Re Linux silent truncation: agreed, it's scary and gives the impression that setsockopt() worked, when really it didn't do anything at all
Comment 15 Alfred Perlstein freebsd_committer 2015-11-12 19:33:04 UTC
> Re (1) do you mean that when kern.ipc.maxsockbuf gets set, scale the sb_max value up by the inverse of sb_max_adj? ie, kern.ipc.maxsockbuf * 2304 / 2048. In that case, setting kern.ipc.maxsockbuf to 1000000 bytes would actually set sb_max to 1125000 (and sb_max_adj to 1000000), making it possible to set the buffers to 1000000 bytes.

I think so.  However just to be clear, let's not have a sysctl that has the following behavior:
% sysctl kern.ipc.maxsockbuf=1000000
% sysctl kern.ipc.maxsockbuf
kern.ipc.maxsockbuf=1125000
$

We probably want this:
% sysctl kern.ipc.maxsockbuf=1000000
% sysctl kern.ipc.maxsockbuf
kern.ipc.maxsockbuf=1000000
$ sysctl kern.ipc.maxsockbufmeta
kern.ipc.maxsockbufmeta=1125000



> Re (2), If kern.ipc.maxsockbufmeta were read/write, which of the settings would have precedence? Would you have to set maxsockbufmeta first anytime you wanted to set maxsockbuf?

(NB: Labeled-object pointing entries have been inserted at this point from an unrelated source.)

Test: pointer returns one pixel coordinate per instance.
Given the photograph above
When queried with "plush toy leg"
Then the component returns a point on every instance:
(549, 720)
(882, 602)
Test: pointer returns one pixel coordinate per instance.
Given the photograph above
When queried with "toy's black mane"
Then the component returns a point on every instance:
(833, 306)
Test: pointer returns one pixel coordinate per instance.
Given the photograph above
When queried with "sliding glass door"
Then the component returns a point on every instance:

Or would setting maxsockbuf auto-set maxsockbufmeta?'

I think having them auto-set each other would be the most user friendly option.

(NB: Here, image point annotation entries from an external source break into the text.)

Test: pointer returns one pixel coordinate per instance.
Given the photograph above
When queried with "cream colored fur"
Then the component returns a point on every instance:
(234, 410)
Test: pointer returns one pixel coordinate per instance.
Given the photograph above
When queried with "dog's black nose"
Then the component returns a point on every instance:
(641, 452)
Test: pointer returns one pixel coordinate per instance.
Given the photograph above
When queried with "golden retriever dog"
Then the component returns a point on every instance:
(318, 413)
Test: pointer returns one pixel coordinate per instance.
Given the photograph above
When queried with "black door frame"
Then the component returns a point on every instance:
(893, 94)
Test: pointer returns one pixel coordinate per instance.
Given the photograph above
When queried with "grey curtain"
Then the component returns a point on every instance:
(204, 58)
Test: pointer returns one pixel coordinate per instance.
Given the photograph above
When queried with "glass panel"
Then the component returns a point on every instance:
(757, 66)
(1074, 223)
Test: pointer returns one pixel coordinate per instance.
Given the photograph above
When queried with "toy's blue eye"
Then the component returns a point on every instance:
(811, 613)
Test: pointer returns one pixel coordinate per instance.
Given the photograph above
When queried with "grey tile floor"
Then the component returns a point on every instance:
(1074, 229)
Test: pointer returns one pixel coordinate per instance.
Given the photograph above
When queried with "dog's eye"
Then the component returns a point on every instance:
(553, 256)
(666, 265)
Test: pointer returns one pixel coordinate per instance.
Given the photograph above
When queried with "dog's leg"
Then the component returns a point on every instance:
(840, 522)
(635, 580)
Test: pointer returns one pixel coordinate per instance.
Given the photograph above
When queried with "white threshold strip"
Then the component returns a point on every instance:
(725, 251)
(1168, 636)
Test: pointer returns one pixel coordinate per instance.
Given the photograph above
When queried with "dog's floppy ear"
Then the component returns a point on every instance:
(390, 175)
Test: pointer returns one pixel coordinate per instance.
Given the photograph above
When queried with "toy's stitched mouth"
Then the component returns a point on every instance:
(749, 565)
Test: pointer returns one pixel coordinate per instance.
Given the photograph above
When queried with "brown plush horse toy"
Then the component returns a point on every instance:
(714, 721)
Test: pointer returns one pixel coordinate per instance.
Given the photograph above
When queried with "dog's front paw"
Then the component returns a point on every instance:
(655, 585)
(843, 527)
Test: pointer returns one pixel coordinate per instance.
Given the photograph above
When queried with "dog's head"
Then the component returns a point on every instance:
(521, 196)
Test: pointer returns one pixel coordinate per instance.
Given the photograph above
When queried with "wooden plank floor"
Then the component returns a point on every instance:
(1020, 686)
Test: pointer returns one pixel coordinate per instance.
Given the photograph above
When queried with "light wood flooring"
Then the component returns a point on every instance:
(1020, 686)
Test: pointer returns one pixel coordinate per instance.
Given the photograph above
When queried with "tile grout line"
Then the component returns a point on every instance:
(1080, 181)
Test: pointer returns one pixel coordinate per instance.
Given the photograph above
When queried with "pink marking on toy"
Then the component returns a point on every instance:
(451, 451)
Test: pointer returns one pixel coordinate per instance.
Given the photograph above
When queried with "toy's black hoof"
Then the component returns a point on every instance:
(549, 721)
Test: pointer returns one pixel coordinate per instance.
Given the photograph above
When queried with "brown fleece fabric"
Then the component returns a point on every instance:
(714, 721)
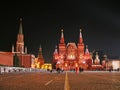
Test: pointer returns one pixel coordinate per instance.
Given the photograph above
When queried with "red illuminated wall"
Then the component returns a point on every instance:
(6, 58)
(25, 60)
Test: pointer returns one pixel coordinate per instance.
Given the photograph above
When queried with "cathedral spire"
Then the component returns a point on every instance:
(80, 39)
(20, 28)
(56, 51)
(20, 39)
(40, 52)
(87, 51)
(62, 37)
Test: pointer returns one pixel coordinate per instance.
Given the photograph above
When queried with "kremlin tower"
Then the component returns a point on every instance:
(71, 56)
(24, 59)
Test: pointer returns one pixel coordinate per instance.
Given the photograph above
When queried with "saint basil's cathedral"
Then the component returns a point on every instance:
(72, 56)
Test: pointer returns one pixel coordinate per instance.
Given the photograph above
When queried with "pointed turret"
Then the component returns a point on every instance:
(25, 50)
(40, 57)
(97, 60)
(40, 52)
(62, 37)
(80, 37)
(87, 51)
(12, 48)
(56, 51)
(20, 40)
(20, 28)
(80, 44)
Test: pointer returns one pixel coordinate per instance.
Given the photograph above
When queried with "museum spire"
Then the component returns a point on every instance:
(80, 37)
(62, 37)
(20, 28)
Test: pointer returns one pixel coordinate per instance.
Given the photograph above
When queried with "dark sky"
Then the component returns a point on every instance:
(43, 20)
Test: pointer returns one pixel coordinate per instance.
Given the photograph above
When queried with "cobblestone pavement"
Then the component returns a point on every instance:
(56, 81)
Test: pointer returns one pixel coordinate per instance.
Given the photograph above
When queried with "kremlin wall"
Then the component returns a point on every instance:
(70, 56)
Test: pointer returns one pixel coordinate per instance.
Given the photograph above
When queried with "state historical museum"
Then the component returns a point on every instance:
(72, 56)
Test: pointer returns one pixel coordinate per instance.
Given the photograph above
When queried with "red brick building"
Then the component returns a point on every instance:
(72, 56)
(18, 57)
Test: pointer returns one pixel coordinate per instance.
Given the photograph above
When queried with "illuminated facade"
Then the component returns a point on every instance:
(18, 57)
(39, 61)
(72, 56)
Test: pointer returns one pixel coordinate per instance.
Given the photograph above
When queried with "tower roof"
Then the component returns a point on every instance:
(20, 28)
(62, 37)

> Re Linux silent truncation: agreed, it's scary and gives the impression that setsockopt() worked, when really it didn't do anything at all

Yes.  It would be a good idea to hop on a Linux kernel IRC channel/mailing list and ask them.  Last time I did this I got some pretty useful information which changed my world view.
Comment 16 Cameron Sparr 2015-11-12 19:54:38 UTC
I forgot that it's actually spelled out pretty clearly in the comments of the code:

/* Don't error on this BSD doesn't and if you think
 * about it this is right. Otherwise apps have to
 * play 'guess the biggest size' games. RCVBUF/SNDBUF
 * are treated in BSD as hints
 */
val = min_t(u32, val, sysctl_rmem_max);

So essentially they are just treating those buffer sizes as "hints". It makes some sense, because they are correct about applications having no idea what size they can actually set it to (without root access to the system).

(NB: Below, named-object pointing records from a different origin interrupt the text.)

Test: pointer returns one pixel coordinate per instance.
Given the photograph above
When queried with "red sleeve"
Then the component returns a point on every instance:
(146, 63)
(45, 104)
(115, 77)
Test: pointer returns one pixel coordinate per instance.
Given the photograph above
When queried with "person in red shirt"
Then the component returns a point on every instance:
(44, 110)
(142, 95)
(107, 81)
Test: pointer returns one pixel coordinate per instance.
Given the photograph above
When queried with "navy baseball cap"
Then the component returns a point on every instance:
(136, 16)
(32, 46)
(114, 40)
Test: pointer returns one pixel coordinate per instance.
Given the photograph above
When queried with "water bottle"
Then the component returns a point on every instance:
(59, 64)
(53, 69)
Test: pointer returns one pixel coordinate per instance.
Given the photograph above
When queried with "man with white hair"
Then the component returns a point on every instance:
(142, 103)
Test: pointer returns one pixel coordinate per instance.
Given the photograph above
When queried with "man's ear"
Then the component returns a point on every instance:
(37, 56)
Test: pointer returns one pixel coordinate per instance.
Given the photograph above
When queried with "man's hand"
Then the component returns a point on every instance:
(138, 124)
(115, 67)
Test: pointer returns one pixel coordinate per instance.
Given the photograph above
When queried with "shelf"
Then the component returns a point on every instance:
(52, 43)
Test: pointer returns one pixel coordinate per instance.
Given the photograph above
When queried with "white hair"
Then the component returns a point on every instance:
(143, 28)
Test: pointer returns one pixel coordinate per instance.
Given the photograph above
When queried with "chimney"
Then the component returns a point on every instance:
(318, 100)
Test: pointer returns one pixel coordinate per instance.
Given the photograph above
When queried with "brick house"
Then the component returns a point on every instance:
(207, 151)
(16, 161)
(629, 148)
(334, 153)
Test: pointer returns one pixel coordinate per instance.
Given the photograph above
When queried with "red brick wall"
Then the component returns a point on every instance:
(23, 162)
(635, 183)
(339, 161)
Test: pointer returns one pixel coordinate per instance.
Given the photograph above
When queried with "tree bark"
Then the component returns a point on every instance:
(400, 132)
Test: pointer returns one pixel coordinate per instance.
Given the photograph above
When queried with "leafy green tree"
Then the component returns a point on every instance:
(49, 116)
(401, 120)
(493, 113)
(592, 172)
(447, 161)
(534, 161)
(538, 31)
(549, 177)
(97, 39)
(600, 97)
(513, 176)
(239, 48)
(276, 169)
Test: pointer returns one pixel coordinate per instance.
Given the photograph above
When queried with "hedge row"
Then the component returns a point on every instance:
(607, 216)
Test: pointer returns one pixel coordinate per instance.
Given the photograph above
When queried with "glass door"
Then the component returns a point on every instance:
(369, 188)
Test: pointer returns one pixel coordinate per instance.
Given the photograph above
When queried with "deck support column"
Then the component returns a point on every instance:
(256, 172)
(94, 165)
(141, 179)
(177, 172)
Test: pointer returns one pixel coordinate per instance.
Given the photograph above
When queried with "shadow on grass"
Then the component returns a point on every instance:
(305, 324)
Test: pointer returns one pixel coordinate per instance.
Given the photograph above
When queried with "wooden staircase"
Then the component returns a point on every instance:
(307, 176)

So that would be another option, which is to just set the buffer to min(cc, sb_max_adj)
Comment 17 Alfred Perlstein freebsd_committer 2015-11-13 22:42:41 UTC
That is interesting... how to applications warn "your system doesn't have sufficient buffering enabled for performance" ?
Comment 18 Cameron Sparr 2015-11-16 16:29:30 UTC
@Alfred, I guess on Linux there is no way to warn about that, users would have to check the buffer size limits themselves.

In conclusion, should I change my patch to do what you originally suggested? Which is to have kern.ipc.maxsockbuf represent that maximum amount of DATA that the socket can handle?
Comment 19 Alfred Perlstein freebsd_committer 2015-11-17 02:00:04 UTC
For now it makes sense to implement the sysctls as described in comment #15.  changing the behavior at this point seems a bad idea.